Rep. David Hale prefiled the Kentucky Student Privacy Act on December 5. If passed, it would require schools to prohibit transgender students from using bathrooms and locker rooms matching their gender identity.

"A student who asserts to school officials that his or her gender is different from his or her biological sex and whose parent or legal guardian provides written consent to school officials shall be provided with the best available accommodation," the bill reads. It adds that "acceptable accommodations may include but not be limited to access to single-stall restrooms, access to unisex bathrooms, or controlled use of faculty bathrooms, locker rooms, or shower rooms."

Further, any student who "[encounters] a person of the opposite biological sex" in a bathroom or locker room "shall have a private cause of action against the school" if it has been deemed to not have adequately prevented that situation.

The bill declares there exists "an emergency" situation in which the "privacy rights of students are violated."

A study published in May in Pediatrics, the official journal of the American Academy of Pediatricians, noted transgender and gender nonbinary youth are at higher risks for sexual assault and warned "restrictive school restroom and locker room policies may be associated with risk." Meanwhile, a study published in 2018, from The Williams Institute at UCLA, showed no link between trans-inclusive bathroom policies and safety concerns in bathrooms.

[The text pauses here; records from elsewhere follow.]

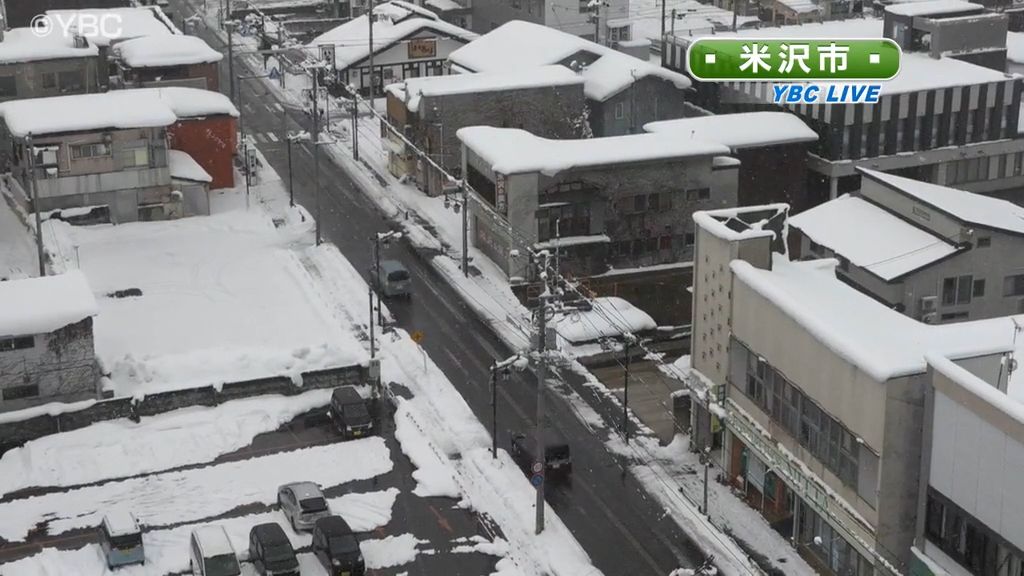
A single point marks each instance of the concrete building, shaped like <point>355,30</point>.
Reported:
<point>604,23</point>
<point>971,519</point>
<point>113,159</point>
<point>46,343</point>
<point>547,101</point>
<point>409,42</point>
<point>812,396</point>
<point>623,92</point>
<point>771,148</point>
<point>610,206</point>
<point>942,120</point>
<point>167,60</point>
<point>934,253</point>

Chris Hartman, the director of the Fairness Campaign, told The Courier-Journal the bill was "dangerous," adding it was "political pandering" to "an ultra-conservative minority." He argued that it would make trans youth feel isolated and make them "additionally vulnerable targets."

Hale sponsored a similar bill last year with 25 Republican cosponsors that failed to get past the House Education Committee, according to WDRB. The state also tried to pass a bathroom bill in 2017.

"I wish legislators would mind their own business in the bathroom," said Hartman.